Extrait de / Excerpt from : La Vénus pervertie.


Mimi Carita trottinait allègrement avec la joie émue d’une fillette s’acheminant vers son premier rendez-vous d’amour.

Elle montait maintenant le Corso Umberto et s’arrêta devant la gare, protégée par une double rangée de fiacres sordides, attelés de chevaux dont la maigreur attestait une année particulièrement difficile.

En tournant un peu vers la Partenza, elle se glissa parmi les employés et tout un bataillon de soldats permissionnaires qui attendaient devant le guichet, la valise ou la musette déposées à leurs pieds.

« Mimi ! ».

Elle se tourna vivement à l’appel de son nom et, toute rose d’émoi, elle courut au-devant de Jean de Galène.

Le jeune homme, en complet-veston bleu, en feutre beige, en souliers jaunes, à l'américaine, prenait doucement les mains de la danseuse, des petites mains toutes chaudes et toutes palpitantes d’un émoi, on ne savait pas très bien lequel.

— « Je vous emmène à Pompéi. »

Elle accepta. La ville complice des amoureux l’attirait ce jour-là, et ses jambes fléchissaient en montant dans le train, car elle sentait proche la délicieuse minute d’abandon, où toute sa gracieuse personne se donnerait par amour, par besoin et par vice.

Ce fut presque tout de suite la petite gare de Pompéi avec sa sonnerie électrique ininterrompue.

— « Nous ne sortirons pas des ruines avant ce soir, dit Mimi, tout à fait câline, prenons un panier de provisions, du poulet froid, du jambon, des fruits et du vin sucré, nous dînerons tranquillement dans un coin bien tranquille, derrière le petit théâtre. »

Jean acheta les provisions dans une auberge au bord de la route, devant l’entrée du Musée.
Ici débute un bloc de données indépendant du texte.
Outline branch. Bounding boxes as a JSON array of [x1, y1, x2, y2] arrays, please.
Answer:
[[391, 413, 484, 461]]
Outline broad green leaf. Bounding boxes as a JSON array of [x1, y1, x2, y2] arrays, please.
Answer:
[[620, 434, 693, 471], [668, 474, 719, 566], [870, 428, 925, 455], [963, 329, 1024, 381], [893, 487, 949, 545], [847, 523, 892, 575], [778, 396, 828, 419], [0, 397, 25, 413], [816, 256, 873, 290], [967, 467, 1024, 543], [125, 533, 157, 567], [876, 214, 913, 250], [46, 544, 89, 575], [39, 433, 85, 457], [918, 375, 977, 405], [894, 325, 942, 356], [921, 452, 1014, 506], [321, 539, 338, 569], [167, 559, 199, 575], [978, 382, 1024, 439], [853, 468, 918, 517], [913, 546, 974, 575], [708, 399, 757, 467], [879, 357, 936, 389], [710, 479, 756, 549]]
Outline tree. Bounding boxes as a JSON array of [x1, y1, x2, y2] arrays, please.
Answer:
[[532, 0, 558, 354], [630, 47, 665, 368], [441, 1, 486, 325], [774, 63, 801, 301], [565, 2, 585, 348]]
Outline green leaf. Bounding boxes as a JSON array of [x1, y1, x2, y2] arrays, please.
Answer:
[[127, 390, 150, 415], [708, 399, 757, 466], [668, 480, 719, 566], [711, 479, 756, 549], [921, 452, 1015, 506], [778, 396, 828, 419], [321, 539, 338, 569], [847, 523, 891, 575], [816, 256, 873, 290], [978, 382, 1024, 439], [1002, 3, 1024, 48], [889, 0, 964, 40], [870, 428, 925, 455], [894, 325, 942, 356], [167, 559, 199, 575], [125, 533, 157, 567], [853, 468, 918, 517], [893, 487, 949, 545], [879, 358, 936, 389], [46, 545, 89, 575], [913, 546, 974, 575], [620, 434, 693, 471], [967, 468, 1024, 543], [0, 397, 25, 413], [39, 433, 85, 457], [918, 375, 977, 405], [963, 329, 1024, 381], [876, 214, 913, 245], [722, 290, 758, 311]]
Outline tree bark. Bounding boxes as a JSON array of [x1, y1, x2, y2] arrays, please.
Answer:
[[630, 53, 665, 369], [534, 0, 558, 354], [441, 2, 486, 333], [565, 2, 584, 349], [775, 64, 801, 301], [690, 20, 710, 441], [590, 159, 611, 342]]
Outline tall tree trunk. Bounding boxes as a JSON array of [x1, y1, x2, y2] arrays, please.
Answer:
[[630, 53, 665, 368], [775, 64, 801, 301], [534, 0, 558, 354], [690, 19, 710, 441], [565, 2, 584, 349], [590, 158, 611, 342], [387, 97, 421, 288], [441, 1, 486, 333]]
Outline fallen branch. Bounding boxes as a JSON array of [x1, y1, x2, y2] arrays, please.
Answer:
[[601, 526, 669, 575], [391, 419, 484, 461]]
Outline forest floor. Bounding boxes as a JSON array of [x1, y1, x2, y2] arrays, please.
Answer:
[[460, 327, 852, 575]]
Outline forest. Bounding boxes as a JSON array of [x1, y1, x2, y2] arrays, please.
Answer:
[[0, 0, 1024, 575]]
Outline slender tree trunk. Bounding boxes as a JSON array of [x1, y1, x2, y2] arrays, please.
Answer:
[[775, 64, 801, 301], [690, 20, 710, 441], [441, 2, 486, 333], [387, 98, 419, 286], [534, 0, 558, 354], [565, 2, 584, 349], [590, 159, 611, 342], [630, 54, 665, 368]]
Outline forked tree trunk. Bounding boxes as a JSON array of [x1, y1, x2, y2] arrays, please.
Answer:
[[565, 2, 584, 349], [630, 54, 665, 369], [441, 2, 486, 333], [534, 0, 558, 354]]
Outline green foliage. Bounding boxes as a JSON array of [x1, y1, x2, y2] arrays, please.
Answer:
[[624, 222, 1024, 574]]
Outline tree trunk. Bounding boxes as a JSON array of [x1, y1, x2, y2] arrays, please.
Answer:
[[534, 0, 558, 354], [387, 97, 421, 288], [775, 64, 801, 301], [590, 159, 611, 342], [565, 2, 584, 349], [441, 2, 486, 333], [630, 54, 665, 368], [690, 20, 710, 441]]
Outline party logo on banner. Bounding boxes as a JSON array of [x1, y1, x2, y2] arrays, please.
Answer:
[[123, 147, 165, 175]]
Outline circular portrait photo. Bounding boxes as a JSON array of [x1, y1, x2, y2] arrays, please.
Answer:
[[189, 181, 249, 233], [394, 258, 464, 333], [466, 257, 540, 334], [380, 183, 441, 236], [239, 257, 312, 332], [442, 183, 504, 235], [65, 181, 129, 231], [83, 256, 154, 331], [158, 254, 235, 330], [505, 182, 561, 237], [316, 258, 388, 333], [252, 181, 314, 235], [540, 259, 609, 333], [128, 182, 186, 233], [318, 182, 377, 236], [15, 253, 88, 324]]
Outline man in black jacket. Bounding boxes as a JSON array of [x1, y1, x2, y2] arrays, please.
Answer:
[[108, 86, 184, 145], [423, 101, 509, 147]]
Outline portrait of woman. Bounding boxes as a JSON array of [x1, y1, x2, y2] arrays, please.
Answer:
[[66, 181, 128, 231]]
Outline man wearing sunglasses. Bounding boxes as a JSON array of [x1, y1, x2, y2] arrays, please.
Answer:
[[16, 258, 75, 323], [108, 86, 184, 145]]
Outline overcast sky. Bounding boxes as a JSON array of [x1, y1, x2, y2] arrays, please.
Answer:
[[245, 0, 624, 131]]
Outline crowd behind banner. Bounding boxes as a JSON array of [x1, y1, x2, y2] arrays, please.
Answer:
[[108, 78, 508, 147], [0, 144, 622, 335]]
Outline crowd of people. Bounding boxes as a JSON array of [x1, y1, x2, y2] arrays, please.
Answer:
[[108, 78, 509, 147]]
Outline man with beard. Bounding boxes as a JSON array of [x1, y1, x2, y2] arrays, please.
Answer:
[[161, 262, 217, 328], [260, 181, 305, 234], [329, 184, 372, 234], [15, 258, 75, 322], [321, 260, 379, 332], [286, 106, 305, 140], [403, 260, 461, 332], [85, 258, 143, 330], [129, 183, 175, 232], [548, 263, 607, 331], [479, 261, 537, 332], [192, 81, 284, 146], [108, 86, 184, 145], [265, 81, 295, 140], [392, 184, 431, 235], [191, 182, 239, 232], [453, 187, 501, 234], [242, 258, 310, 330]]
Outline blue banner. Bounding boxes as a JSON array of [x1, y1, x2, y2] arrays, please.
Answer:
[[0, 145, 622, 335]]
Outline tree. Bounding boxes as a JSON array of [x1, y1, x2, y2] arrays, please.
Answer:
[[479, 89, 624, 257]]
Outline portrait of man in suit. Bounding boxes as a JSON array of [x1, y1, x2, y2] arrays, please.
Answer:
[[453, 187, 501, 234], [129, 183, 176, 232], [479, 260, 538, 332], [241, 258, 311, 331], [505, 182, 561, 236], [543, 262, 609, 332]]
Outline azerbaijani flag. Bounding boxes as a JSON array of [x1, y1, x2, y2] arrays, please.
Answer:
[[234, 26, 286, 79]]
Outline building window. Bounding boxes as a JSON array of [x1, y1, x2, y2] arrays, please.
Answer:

Ils pénétrèrent bras-dessus, bras-dessous dans l’enceinte de la ville exhumée, Mimi presque appuyée sur l'épaule du jeune homme, tout à fait comme une amoureuse avec son amoureux.
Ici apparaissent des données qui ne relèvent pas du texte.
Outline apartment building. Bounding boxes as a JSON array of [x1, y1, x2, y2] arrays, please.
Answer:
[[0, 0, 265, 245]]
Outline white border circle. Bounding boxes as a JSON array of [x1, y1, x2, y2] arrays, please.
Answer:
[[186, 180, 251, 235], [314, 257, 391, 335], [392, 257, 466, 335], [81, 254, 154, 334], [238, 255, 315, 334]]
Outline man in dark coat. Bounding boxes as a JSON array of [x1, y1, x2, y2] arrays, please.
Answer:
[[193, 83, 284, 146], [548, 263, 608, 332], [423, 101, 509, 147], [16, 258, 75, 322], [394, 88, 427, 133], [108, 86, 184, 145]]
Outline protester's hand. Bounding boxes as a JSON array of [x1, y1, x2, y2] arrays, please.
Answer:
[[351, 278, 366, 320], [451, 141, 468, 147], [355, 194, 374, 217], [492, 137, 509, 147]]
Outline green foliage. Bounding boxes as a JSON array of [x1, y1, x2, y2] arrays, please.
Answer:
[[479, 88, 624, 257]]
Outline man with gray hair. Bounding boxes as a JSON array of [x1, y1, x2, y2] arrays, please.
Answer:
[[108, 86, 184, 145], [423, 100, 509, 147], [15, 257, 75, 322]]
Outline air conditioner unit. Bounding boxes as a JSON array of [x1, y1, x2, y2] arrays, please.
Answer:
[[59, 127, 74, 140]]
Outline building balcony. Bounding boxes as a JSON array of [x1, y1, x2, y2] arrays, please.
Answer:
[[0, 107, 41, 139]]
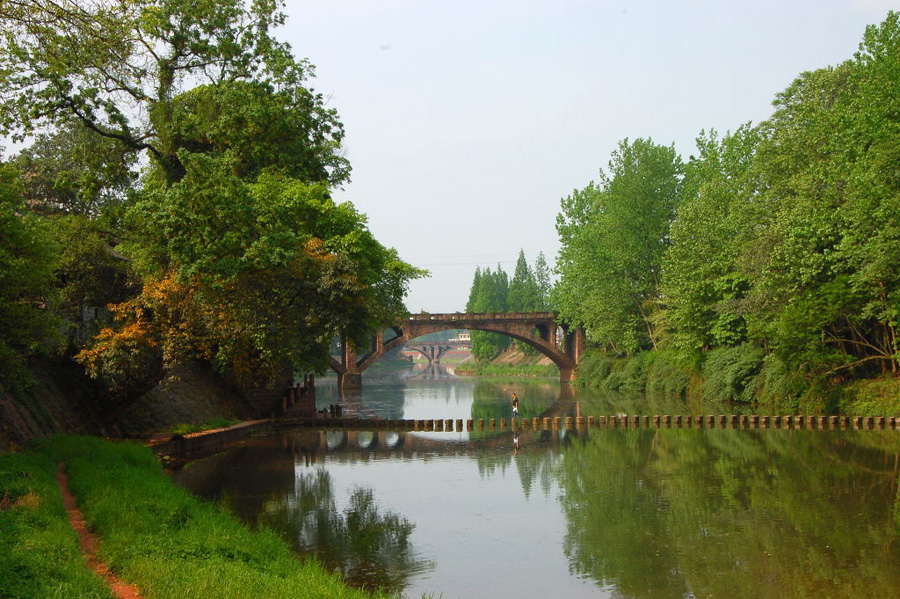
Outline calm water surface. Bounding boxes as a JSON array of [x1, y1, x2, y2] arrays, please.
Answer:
[[173, 370, 900, 599]]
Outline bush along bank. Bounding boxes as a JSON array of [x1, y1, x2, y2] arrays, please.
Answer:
[[576, 344, 900, 416], [0, 436, 394, 599]]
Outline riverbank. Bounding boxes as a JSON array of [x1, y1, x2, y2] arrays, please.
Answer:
[[0, 436, 394, 599], [454, 349, 559, 380], [576, 347, 900, 416]]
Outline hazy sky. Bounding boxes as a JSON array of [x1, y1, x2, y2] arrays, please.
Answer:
[[281, 0, 897, 312]]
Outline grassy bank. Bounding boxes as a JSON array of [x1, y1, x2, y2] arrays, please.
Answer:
[[0, 437, 394, 599], [454, 350, 559, 380], [577, 346, 900, 416], [454, 363, 559, 379], [0, 442, 112, 599]]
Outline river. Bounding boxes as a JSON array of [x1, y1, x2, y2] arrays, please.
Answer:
[[173, 369, 900, 599]]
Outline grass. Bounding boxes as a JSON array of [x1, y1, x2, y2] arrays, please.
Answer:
[[456, 363, 559, 379], [0, 442, 112, 599], [0, 436, 398, 599]]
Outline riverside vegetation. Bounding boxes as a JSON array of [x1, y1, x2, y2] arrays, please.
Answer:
[[467, 12, 900, 415], [0, 436, 387, 599]]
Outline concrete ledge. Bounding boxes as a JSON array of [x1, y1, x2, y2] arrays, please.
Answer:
[[147, 419, 272, 459]]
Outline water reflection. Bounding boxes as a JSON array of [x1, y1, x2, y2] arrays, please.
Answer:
[[175, 378, 900, 599], [257, 469, 433, 592], [557, 430, 900, 599]]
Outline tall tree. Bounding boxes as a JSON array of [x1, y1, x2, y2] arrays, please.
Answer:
[[466, 264, 509, 361], [0, 0, 424, 398], [663, 125, 761, 350], [534, 252, 552, 311], [507, 250, 541, 312], [554, 139, 682, 353], [0, 164, 58, 391], [0, 0, 349, 184]]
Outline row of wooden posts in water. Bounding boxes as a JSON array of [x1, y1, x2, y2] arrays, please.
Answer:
[[296, 414, 900, 432]]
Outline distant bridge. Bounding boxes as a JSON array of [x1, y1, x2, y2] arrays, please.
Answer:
[[330, 312, 584, 391], [403, 339, 472, 364]]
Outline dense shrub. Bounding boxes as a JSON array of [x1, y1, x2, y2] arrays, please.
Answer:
[[703, 343, 765, 403]]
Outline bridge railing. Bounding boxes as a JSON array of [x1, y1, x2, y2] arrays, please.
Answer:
[[408, 312, 556, 322]]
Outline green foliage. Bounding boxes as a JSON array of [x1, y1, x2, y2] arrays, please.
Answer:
[[644, 350, 691, 399], [576, 350, 616, 387], [663, 125, 759, 351], [13, 120, 137, 219], [553, 139, 682, 354], [0, 452, 112, 599], [466, 264, 510, 362], [506, 250, 542, 312], [23, 437, 380, 599], [553, 12, 900, 404], [703, 343, 765, 403], [0, 0, 425, 397], [0, 164, 58, 391]]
— « J’ai l’air d’une étrangère, disait-elle, n’est-ce pas, je suis une dame de Paris, je viens ici pour visiter les ruines ; regardez cette vieille maison bordée d’ocre, ne dirait-on pas le chevalier Felici, et ce petit faune de bronze vert, c’est tout à fait le baron Moser, vous rappelez-vous le soir chez Anselme, quand il me regardait derrière ses lunettes cerclées d’or... oh !... Allons voir là !... »
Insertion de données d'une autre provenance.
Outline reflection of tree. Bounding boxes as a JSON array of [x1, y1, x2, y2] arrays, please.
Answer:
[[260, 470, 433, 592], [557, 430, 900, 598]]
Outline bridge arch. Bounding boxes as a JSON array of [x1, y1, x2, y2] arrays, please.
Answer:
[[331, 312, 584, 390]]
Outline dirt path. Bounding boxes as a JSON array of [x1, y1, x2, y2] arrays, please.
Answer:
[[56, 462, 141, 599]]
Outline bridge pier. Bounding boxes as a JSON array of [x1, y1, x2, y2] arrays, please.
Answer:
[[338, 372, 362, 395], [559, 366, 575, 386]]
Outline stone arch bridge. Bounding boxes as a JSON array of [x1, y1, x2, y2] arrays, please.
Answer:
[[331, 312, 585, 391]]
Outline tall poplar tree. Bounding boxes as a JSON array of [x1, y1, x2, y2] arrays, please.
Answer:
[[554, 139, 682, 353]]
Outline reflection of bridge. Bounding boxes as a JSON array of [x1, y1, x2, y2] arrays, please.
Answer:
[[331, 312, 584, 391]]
Elle désignait non loin d’une maison décorée des deux serpents d’Asclépios, un bâtiment dont la devanture s’ornait d’un phallus dressé dans une griffe de fer.

— « On ne vous laissera pas entrer », répondit Jean en souriant à l’émoi canaille de la ballerine.

— « Bah ! ne vous faites pas de bile, donnez seulement une lire au gardien, il nous laissera bien tranquilles ! »

Un gardien vêtu d’une capote noire et d’un képi galonné d’argent tourna le coin d’une ruelle et vint présenter sa trogne rouge de polichinelle égrillard.

— « Les dames n’entrent pas ! »

Mimi se tourna vers lui, et dans un éclat de rire lui en raconta « pour deux sous » en bel et pur argot de la Marina.

Le faune officiel, soumis et souriant d’un air patient, tendit la main en regardant à droite et à gauche.

La ruelle était déserte, il tira un trousseau de sa poche et ouvrit la porte du lupanar.

Jean et Mimi Carita, la porte refermée sur eux, levèrent le nez.

Ils étaient dans une pièce circulaire et de chaque côté dans la muraille se creusaient des logettes, chacune munie d’un banc de pierre creusé à même la muraille.

Au-dessus de chaque logette, des tableautins peints en noir et ocre reproduisaient dans un réalisme quelquefois monstrueux les qualités et particularités érotiques de la courtisane qui habitait cette étrange cellule.

Une table de granit servait de chaton à cet étrange anneau, et c’était la caisse de la meretrix qui veillait sur toutes les abeilles amoureuses de son extraordinaire ruche.

Mimi et Jean se taisaient, une chaude bouffée de désir, devant ce passé tout de joie et de mystère charnel, tendait leurs reins et troublait leurs yeux.

Une main ployant la taille flexible de la danseuse, Jean l’embrassa à pleines lèvres, pendant que la jeune femme chavirée se dérobait sous lui, les yeux éperdus dans un giroiement fou.

Il la porta sur un banc de pierre où jadis les reins souples d’une Lesbia, d’une Candida, ou d’une Livia s’étaient tordus sous l’étreinte.

Bientôt les soupirs et les gémissements de Mimi semblèrent éveiller dans le lupanar mortuaire un peu de cet extraordinaire passé latin, dont ils n’avaient pu résister à la trop charnelle évocation.